To achieve this condition normally, one applies an external stimulus (optical or electrical) of a certain power, which should exceed a critical value known as the ‘optical-gain threshold’. Now, researchers from Los Alamos’s Nanotech Team have demonstrated that by adding extra electrons into their specially designed quantum dots, they can reduce this threshold to virtually zero.

“When we properly tailor the compositional profile within the particles during their fabrication, and then inject two or more electrons in each dot, they become more able to emit laser light. Importantly, they require considerably less power to initiate the lasing action,” said Victor Klimov, leader of the Nanotech Team.

A standard lasing material, when stimulated by a pump, absorbs light for a time before it starts to lase.
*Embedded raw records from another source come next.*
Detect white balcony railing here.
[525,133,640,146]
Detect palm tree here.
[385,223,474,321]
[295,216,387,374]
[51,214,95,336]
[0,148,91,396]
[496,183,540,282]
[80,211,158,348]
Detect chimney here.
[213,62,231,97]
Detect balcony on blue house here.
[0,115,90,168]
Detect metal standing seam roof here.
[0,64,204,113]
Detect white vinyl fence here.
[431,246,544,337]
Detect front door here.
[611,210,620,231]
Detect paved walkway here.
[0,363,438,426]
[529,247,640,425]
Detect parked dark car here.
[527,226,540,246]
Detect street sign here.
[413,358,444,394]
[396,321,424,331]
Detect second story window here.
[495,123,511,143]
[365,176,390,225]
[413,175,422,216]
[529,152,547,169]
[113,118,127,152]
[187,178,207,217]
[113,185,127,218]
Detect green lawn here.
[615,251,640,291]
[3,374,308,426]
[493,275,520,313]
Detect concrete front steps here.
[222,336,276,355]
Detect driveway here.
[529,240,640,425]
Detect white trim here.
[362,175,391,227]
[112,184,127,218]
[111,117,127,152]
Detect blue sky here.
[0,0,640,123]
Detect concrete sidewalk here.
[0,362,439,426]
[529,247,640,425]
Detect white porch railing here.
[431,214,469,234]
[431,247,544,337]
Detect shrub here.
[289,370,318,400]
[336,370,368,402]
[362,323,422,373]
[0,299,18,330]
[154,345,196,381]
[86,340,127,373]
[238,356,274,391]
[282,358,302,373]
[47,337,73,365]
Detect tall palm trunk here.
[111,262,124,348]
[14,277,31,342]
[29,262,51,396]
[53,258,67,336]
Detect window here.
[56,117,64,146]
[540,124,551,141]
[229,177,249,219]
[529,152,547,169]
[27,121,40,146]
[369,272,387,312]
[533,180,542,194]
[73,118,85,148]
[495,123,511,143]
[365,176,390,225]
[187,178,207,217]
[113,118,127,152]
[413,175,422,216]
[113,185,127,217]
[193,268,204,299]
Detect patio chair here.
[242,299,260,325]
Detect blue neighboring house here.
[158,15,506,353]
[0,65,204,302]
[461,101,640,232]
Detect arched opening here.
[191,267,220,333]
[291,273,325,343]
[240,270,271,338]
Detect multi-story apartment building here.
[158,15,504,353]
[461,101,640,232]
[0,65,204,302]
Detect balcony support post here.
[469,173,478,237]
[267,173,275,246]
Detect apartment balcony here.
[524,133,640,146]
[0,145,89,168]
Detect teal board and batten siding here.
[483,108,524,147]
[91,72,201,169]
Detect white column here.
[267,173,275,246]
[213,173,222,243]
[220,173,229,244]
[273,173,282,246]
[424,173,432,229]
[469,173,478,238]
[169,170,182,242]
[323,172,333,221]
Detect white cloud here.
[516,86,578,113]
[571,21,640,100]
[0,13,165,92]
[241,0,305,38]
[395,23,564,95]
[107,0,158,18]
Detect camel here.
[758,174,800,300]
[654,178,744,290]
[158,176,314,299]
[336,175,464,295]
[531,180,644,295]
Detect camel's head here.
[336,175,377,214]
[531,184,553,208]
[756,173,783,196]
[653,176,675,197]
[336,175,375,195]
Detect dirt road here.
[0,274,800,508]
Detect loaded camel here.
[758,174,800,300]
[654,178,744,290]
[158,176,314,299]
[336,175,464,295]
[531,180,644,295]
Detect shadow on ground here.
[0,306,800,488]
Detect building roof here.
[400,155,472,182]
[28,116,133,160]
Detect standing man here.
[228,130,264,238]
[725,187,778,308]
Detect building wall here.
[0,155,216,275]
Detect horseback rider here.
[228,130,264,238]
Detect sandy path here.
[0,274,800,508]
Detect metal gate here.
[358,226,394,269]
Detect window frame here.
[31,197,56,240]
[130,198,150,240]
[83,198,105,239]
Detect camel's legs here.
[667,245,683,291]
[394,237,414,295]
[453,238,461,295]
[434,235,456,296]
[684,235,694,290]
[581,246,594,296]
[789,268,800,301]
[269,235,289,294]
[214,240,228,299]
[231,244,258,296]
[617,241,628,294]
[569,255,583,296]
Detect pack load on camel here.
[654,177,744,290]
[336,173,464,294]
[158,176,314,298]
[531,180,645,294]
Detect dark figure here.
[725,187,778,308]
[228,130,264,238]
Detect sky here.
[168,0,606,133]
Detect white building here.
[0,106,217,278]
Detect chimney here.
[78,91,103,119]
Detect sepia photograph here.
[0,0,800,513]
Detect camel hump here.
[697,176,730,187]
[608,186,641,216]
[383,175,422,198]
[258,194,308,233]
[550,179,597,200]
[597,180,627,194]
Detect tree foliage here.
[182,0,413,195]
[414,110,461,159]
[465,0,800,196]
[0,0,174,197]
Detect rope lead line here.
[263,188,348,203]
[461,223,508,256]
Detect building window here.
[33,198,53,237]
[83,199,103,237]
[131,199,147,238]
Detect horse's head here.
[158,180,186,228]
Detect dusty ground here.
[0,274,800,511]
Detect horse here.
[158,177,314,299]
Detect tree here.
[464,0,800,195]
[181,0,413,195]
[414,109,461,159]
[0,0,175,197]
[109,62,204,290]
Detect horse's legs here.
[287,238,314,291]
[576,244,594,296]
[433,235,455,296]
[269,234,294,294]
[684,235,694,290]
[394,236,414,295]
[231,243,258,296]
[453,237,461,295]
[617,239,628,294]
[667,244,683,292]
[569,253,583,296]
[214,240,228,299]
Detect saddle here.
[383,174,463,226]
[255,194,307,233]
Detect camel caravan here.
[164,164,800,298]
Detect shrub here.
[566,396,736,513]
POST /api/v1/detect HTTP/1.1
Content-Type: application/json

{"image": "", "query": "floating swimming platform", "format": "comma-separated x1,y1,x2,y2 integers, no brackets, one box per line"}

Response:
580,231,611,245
On the way to lasing, the material transitions through the state of ‘optical transparency’, where light is neither absorbed nor amplified. By adding extra charge carriers to their quantum dots, the Los Alamos researchers were able to block absorption and create the state of transparency without external stimulation — implying that even extremely weak pumping can now initiate lasing emission.

Another important ingredient of this research is the development of the new quantum dots, whose interiors are designed to maintain the lasing-active state for much longer than standard particles do. Normally, the presence of extra electrons would suppress lasing because quantum dot energy is quickly released not as a photon stream but as wasteful heat. The Los Alamos particle design eliminates these parasitic losses, redirecting the particle’s energy into the emission channel.

“These studies open exciting opportunities for realising new types of low-threshold lasing devices that can be fabricated from solution using a variety of substrates and optical cavity designs for applications ranging from fibre optics and large-scale lasing arrays to laser lighting and lab-on-a-chip sensing technologies,” Klimov said.

The research has been published in the journal Nature Nanotechnology.

Image caption: Los Alamos chemist Jaehoon Lim and researcher Young-Shin Park work on an apparatus that synthesises quantum dots.